独リトナリタレドモ、『パチノ』マタ病ミ、命数ナキヲ知リ自ラ特製ノ棺ヲ造リテ土中ニ下リテ死ス――それからもう一つの文書《ぶんしょ》は比較的新らしいものですが、これには――『パチノ』ノ墓穴ハ頻々《ヒンピン》タル火災ト時代ノ推移ノタメニ詳《ツマビラ》カナラザルニ至リ、唯《タダ》『ギンザ』トイウ地名ヲ残スノミトハナレリ。マタ『パチノ』ガ『オスミ』と称スル日本婦人ト契リシガ、彼女ハ災害ニテ死シ、両人ノ間ニ生レタル一子(姓不詳)ハ生死不明トナリタリ。ソレト共ニ『パチノ』ノ墓穴ニ関スル重要書類ハ紛失シ、只本国ヘ送リタル二三ノ通信ト『パチノ』ノ墓穴|廓内《カクナイ》ノ建築図トヲ残スノミナリ――というのです。聞いてますか、青竜王《せんせい》」
「イヤ熱心に聴いているよ。それで分った。キャバレーの主人ポントスも、本国からそのパチノの墓穴探しに来ているのだ。その一方《いっぽう》、痣蟹もたまたまこの秘密を嗅《か》ぎだして、本国で墓穴の建築図などを手に入れ、日本へ帰って来たのだ。すべての秘密はそのパチノ墓穴に秘められているのだよ。パチノ墓穴の場所については、いささか存《ぞん》じよりがあるが、しかしパチノの遺族を捜し出すのはちょっと骨が折れるネ。しかし何事《なにごと》も墓穴の中に在ると思うよ。では勇君、――」
「待って下さい。青竜王《せんせい》はいま何処《どこ》にいるのです。これから何処へ行くのですか」
「僕のことなら、決して心配しないがいいよ。――」
 そういって青竜王は受話器をかけた。心配でたまらない勇少年は、電話局に問いあわせると、なんと不思議なことに、青竜王のかけた電話は、やはり竜宮劇場の中のものだった。彼は一体どこに姿を秘めているのだろう。
 それから空しく二日の日が過ぎた。
 事件は一向思うように解決しなかったが、その代り、新たな吸血鬼事件も起らなかった。とうとう吸血鬼は滅《ほろ》んだのであろうか。

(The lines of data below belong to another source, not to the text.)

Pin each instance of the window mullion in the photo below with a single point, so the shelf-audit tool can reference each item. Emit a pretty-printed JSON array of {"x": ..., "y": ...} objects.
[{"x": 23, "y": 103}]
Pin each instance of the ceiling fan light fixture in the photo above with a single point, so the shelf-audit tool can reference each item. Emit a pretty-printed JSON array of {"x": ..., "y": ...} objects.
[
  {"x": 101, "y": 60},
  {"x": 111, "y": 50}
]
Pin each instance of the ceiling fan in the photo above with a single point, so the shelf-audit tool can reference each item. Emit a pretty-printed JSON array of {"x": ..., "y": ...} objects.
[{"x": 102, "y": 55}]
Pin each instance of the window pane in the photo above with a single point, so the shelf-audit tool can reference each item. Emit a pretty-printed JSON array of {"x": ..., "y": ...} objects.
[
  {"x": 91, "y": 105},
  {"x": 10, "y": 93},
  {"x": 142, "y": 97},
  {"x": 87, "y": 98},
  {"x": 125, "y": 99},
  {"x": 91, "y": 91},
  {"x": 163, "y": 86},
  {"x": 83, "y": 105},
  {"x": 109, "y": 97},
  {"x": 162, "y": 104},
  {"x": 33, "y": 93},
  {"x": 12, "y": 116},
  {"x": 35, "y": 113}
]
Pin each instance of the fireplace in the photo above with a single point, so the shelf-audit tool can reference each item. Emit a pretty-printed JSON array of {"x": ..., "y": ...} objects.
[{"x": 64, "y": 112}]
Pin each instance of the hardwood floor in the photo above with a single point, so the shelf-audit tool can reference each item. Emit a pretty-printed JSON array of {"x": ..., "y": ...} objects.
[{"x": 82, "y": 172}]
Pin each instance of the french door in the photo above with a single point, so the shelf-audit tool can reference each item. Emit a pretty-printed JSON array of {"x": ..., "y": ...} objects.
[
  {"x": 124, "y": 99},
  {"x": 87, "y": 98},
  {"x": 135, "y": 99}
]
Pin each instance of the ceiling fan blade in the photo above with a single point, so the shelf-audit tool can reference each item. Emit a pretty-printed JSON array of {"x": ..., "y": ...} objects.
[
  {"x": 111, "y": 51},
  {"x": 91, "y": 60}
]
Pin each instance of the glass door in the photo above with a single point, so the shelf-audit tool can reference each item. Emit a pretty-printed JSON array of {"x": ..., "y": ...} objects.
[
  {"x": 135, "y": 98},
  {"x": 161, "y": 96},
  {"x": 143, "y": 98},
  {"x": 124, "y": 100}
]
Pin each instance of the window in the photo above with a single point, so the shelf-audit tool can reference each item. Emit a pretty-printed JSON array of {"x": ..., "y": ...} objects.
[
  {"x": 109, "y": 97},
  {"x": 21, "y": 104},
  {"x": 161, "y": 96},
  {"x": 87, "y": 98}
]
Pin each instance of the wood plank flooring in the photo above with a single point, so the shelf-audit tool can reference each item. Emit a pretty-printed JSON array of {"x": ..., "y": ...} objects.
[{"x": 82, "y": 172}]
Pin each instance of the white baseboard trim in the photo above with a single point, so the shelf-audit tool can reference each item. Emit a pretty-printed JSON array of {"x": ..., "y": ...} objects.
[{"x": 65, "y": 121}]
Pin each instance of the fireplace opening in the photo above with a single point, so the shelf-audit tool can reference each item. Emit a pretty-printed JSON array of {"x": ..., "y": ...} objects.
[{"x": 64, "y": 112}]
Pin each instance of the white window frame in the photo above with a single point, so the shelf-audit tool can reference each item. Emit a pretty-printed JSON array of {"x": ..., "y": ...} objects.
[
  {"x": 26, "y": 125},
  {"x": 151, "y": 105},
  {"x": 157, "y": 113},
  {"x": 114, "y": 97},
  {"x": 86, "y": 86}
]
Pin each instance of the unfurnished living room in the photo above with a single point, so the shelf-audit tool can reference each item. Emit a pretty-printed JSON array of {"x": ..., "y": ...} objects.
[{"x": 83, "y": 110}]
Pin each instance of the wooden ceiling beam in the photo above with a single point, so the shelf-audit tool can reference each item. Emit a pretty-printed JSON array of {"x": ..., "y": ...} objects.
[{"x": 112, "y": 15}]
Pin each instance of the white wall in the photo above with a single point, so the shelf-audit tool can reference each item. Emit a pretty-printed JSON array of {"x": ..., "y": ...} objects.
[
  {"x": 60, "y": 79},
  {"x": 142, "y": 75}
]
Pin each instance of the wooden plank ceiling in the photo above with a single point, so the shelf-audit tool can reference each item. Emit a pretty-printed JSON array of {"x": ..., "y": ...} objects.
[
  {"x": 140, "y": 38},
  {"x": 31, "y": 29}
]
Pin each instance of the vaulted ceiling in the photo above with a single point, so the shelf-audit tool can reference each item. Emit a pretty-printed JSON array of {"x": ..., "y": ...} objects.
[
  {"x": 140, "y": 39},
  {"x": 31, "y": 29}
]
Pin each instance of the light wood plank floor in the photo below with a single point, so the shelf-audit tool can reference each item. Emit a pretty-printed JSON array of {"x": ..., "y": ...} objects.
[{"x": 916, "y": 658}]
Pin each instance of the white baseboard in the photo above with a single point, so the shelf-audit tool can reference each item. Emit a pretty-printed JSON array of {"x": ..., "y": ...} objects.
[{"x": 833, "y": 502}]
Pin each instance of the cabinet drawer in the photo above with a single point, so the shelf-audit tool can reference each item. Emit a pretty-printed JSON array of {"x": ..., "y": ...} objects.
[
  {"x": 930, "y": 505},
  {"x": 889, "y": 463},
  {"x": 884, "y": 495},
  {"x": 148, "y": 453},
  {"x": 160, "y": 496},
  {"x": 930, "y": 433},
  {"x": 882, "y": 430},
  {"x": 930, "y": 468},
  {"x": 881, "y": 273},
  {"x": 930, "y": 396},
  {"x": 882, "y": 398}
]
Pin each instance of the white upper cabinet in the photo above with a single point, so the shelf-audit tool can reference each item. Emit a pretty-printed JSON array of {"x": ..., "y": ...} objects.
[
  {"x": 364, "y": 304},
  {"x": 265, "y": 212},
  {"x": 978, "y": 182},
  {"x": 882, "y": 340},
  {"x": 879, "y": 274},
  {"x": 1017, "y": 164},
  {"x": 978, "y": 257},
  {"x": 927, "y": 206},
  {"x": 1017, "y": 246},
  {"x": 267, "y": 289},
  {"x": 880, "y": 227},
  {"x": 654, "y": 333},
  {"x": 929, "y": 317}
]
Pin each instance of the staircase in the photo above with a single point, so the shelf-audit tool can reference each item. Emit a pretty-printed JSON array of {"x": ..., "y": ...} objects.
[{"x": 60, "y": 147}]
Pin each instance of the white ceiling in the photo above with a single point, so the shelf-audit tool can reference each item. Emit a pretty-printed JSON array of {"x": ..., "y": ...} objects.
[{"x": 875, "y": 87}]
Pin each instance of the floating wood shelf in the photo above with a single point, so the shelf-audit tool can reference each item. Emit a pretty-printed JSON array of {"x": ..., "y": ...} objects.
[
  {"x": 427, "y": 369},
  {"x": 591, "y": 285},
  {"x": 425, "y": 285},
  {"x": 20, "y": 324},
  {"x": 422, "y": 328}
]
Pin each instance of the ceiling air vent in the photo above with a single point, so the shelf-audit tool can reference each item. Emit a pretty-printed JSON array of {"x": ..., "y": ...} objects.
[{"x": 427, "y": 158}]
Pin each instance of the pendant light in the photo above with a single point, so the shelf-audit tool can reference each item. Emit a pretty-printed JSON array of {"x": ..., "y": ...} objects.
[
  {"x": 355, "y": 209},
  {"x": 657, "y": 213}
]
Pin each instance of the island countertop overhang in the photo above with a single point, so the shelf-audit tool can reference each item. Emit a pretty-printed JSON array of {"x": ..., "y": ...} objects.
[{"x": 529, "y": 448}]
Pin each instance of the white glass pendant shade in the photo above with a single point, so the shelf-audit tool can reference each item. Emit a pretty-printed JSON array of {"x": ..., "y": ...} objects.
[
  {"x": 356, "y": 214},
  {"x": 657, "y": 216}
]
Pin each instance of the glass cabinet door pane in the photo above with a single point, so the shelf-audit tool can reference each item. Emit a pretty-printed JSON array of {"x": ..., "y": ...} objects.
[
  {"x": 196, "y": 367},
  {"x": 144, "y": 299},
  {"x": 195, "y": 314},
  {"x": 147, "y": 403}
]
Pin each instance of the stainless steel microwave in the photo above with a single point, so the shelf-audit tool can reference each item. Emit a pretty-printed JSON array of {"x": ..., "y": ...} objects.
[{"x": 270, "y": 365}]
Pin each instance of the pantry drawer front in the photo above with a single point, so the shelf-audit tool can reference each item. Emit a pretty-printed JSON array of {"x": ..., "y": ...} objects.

 詳《くわ》しく云うと七日の午後になって、痣蟹の乗って逃げた気球が、箱根《はこね》の山林中に落ちているのが発見された。しかし変なことに、その気球は枯れ葉の下から発見されたのであった。そして問題の痣蟹の死体はどこにも見当らなかったという。――この報告に管下の警察は一斉に痣蟹の屍体発見に活動を開始した。